The laugh again. As mirthless as a knife blade. "People been beating me up all my life, man. One more won't hurt."

I nodded.

She smiled slightly. "Get lost. There's nothing you can do for me. You don't know nothing about it. Just get out of here 'fore Trumps gets back, maybe with help, and blows you away. There's nothing you can do for me."

"You want any money?" I said.

"The honky solution to everything," she said. "Keep it. You give it to me and Trumps take it away. Just get out of here. And watch your back."

I nodded again. "So long," I said.

"Yeah," she said.

I walked up through Chinatown, came out on Tremont, turned right, and the Zone was behind me. I crossed Tremont at Boylston and started across the Common toward Beacon. They were starting to put up the Christmas displays on the Common.

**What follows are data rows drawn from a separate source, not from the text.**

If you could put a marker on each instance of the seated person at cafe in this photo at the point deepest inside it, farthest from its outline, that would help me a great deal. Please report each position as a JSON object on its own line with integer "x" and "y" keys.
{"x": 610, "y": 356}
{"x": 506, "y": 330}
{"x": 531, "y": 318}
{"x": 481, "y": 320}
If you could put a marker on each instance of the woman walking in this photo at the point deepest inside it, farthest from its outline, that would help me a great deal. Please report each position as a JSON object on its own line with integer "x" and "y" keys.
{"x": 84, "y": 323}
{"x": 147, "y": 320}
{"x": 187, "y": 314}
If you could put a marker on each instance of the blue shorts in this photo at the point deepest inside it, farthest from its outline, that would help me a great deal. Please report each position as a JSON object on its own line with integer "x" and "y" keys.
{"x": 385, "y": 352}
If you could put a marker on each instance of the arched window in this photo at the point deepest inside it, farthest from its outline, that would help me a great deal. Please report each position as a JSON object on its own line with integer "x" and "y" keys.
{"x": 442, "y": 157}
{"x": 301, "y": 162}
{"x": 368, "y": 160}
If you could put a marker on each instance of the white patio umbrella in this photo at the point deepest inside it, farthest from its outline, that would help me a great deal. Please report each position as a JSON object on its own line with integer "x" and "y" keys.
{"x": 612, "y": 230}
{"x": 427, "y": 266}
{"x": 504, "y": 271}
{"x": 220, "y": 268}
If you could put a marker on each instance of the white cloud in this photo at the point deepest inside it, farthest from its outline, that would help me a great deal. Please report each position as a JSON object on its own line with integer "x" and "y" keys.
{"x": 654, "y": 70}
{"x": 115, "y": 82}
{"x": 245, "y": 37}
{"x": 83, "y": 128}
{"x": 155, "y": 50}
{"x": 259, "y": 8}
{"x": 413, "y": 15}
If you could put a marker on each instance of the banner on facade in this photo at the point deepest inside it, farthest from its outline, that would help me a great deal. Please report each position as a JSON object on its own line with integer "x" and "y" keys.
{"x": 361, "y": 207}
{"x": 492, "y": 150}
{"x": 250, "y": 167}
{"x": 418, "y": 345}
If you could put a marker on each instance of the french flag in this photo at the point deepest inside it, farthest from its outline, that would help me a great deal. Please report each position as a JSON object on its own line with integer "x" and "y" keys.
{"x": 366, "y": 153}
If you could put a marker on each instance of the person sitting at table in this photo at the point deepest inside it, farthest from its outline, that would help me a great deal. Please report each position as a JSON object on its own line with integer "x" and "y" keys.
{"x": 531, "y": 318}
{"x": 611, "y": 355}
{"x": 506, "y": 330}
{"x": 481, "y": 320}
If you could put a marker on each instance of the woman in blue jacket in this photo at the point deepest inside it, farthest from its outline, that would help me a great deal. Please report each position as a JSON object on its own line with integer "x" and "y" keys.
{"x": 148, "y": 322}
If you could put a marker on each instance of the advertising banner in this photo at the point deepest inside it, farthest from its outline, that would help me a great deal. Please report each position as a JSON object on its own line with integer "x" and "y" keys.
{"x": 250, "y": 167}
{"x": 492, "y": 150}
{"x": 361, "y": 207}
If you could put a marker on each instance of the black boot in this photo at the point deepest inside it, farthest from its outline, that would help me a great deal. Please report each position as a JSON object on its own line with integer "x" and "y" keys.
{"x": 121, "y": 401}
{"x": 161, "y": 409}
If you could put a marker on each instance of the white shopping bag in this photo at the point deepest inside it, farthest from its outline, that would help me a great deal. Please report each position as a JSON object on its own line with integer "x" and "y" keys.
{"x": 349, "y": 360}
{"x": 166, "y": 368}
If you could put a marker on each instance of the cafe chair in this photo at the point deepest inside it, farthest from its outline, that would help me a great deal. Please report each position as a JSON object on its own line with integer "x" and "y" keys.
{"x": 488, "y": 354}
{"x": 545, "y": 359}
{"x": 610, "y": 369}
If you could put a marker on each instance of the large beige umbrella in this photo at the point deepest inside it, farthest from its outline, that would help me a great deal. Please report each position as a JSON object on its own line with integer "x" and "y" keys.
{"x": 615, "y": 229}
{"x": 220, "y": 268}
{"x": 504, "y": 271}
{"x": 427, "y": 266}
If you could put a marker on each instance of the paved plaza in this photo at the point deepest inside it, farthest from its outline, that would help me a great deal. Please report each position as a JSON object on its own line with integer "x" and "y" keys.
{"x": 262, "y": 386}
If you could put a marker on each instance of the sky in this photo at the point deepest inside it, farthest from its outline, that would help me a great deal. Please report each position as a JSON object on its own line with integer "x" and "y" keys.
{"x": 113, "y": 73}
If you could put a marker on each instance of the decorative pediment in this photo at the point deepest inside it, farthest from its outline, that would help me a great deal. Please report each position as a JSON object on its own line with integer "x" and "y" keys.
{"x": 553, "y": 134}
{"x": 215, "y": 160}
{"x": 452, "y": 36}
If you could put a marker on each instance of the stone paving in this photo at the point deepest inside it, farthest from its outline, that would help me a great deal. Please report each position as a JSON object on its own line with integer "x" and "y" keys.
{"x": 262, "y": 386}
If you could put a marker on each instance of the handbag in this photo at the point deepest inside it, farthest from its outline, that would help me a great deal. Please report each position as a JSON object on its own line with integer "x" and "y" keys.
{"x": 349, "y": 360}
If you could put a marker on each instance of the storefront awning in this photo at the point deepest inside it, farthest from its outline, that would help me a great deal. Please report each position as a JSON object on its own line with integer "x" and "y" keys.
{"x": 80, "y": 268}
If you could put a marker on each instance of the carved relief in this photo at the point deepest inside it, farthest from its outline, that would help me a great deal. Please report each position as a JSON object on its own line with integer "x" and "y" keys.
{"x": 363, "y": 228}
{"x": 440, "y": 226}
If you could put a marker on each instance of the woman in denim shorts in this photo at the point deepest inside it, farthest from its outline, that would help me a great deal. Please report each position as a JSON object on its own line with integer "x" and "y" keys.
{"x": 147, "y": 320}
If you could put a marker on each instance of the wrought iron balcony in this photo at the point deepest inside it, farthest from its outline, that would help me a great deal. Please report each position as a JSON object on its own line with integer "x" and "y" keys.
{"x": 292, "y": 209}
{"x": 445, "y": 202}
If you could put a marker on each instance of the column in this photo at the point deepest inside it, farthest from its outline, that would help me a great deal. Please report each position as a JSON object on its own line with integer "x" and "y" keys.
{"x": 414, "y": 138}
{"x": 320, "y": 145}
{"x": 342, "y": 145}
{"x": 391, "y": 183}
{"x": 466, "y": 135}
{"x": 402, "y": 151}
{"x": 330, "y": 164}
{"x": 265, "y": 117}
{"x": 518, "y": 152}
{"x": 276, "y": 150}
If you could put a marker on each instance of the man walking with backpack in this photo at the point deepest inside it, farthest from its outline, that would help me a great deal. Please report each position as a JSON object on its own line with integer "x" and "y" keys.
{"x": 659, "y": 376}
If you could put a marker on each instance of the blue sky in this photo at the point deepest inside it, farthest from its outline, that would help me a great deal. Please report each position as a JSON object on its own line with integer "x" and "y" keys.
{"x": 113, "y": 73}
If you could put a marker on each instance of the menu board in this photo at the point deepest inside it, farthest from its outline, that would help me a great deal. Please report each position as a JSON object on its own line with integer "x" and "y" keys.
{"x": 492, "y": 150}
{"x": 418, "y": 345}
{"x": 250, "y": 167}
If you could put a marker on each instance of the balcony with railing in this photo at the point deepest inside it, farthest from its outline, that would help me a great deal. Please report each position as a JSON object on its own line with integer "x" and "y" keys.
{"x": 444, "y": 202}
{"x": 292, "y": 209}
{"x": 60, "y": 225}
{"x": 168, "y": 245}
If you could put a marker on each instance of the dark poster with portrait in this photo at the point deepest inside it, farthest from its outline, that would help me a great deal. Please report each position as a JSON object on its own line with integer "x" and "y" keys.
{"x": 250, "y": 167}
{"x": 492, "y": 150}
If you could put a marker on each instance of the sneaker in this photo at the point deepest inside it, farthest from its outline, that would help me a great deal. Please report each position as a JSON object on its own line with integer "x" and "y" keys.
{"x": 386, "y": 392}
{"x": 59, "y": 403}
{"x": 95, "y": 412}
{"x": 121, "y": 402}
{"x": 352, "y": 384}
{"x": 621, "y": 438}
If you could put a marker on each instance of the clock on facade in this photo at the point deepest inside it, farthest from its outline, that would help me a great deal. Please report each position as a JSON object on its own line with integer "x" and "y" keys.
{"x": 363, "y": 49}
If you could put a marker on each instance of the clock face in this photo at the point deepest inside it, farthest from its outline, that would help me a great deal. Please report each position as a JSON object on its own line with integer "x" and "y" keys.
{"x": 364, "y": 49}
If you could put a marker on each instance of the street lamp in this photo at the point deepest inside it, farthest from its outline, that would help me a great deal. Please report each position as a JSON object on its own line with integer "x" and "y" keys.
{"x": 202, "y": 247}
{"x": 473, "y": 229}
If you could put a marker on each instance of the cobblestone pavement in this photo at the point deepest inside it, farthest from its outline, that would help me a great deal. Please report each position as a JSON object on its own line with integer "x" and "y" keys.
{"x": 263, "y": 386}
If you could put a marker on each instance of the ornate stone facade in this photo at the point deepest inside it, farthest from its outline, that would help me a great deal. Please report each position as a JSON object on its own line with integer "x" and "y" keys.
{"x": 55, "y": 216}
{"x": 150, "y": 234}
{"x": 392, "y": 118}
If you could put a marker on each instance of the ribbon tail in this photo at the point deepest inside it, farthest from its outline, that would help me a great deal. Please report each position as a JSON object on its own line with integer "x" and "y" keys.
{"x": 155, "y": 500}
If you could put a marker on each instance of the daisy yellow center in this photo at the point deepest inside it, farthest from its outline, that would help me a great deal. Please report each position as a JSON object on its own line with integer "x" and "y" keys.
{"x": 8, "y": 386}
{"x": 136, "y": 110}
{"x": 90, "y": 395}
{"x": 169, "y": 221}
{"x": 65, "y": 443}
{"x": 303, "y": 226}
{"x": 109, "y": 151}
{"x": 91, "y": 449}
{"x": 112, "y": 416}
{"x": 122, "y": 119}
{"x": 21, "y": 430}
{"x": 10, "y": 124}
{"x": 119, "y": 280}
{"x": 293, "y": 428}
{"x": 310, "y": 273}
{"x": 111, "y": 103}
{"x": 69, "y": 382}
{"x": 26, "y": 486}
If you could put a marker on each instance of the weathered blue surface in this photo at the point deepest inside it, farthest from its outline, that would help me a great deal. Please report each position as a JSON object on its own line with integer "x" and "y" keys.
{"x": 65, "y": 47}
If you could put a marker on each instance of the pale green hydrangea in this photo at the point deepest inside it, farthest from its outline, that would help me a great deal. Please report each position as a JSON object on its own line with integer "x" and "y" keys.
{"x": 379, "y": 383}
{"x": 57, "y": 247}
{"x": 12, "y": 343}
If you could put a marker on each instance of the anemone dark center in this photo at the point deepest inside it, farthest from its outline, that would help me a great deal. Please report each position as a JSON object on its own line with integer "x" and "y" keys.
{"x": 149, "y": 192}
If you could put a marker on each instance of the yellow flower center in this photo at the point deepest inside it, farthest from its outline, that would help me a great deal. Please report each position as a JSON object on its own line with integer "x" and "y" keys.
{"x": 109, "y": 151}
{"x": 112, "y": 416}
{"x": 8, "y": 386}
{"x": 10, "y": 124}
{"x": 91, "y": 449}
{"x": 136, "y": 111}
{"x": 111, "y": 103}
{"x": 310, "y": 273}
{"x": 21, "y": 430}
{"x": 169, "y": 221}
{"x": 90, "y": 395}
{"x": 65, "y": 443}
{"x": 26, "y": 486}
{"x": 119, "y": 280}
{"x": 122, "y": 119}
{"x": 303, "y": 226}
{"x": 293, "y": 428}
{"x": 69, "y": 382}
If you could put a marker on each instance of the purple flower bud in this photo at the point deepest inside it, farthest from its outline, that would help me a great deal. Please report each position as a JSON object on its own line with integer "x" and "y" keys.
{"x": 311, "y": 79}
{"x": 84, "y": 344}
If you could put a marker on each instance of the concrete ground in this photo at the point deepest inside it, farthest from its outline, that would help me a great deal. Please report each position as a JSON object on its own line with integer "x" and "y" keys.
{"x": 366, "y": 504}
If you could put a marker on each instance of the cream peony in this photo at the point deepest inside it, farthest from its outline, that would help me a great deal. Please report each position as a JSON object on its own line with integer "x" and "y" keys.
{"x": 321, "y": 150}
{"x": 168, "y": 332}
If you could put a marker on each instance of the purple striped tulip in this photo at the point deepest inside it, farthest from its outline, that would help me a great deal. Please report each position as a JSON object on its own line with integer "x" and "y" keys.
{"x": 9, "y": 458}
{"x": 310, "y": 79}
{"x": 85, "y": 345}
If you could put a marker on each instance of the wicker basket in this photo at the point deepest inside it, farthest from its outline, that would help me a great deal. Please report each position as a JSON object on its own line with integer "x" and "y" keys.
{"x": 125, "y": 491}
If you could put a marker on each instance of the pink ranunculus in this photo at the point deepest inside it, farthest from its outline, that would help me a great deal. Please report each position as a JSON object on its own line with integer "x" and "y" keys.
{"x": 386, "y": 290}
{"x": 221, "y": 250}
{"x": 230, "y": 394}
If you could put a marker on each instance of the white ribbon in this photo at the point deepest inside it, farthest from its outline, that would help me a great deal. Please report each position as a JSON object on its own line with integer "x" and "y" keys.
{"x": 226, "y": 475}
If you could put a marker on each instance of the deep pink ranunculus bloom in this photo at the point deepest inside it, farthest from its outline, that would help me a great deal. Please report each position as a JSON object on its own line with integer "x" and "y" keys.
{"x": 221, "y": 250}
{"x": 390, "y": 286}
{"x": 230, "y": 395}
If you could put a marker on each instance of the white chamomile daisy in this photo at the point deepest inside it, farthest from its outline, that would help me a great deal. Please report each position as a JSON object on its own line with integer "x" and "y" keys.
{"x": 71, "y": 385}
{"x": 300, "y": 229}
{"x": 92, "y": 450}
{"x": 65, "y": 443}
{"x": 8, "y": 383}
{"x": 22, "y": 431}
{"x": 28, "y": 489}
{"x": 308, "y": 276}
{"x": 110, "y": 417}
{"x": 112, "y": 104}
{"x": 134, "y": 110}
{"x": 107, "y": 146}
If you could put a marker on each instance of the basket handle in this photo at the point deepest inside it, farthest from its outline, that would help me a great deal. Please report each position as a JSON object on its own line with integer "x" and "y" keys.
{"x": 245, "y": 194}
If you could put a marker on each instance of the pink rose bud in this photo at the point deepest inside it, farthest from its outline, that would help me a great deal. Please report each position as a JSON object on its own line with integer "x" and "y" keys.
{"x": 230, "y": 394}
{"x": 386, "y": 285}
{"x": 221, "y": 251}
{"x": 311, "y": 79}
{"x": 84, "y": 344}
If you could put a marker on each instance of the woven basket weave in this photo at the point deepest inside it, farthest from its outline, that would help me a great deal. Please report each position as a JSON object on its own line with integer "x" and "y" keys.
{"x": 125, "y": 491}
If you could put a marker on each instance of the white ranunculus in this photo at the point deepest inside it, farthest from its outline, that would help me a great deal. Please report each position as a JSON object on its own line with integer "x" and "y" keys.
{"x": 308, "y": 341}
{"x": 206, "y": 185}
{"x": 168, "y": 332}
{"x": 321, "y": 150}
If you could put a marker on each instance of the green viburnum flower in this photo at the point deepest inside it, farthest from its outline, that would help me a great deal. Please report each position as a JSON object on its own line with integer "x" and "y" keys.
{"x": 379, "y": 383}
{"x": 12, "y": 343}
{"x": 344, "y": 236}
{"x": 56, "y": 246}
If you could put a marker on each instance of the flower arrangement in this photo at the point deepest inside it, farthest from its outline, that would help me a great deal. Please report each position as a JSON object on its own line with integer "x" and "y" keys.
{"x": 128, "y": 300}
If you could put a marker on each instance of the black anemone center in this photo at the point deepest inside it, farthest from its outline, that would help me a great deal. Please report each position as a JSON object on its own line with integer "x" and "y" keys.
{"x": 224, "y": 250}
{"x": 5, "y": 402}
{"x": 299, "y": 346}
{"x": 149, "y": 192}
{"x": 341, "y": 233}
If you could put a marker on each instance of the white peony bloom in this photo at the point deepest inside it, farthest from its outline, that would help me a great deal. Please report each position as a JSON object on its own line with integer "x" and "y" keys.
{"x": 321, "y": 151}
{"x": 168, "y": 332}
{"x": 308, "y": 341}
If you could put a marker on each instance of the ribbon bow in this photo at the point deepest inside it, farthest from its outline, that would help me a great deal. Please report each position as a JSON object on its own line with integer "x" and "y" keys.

There weren't many people in the Common, and the rain still came steady, but not very hard. We were maybe five degrees from a snowstorm. The falling rain made the lights in the city around the Common haze a bit and soften. The rain also made the air seem clean, and it muffled the sound of traffic on Tremont Street and Charles Street. It was still and wet. A cop sat on a barrel-chested sorrel horse near the wading pool. He had on a glistening yellow slicker. There was a damp horse smell as I passed them. I liked it. When I was small there were a lot of horses around. They pulled the trash wagons and the milk carts. There was always horse manure in the streets. When Emerson and Whitman had strolled across this Common speaking of "Leaves of Grass," there were horses abounding—dignified and symmetrical with a pleasant odor.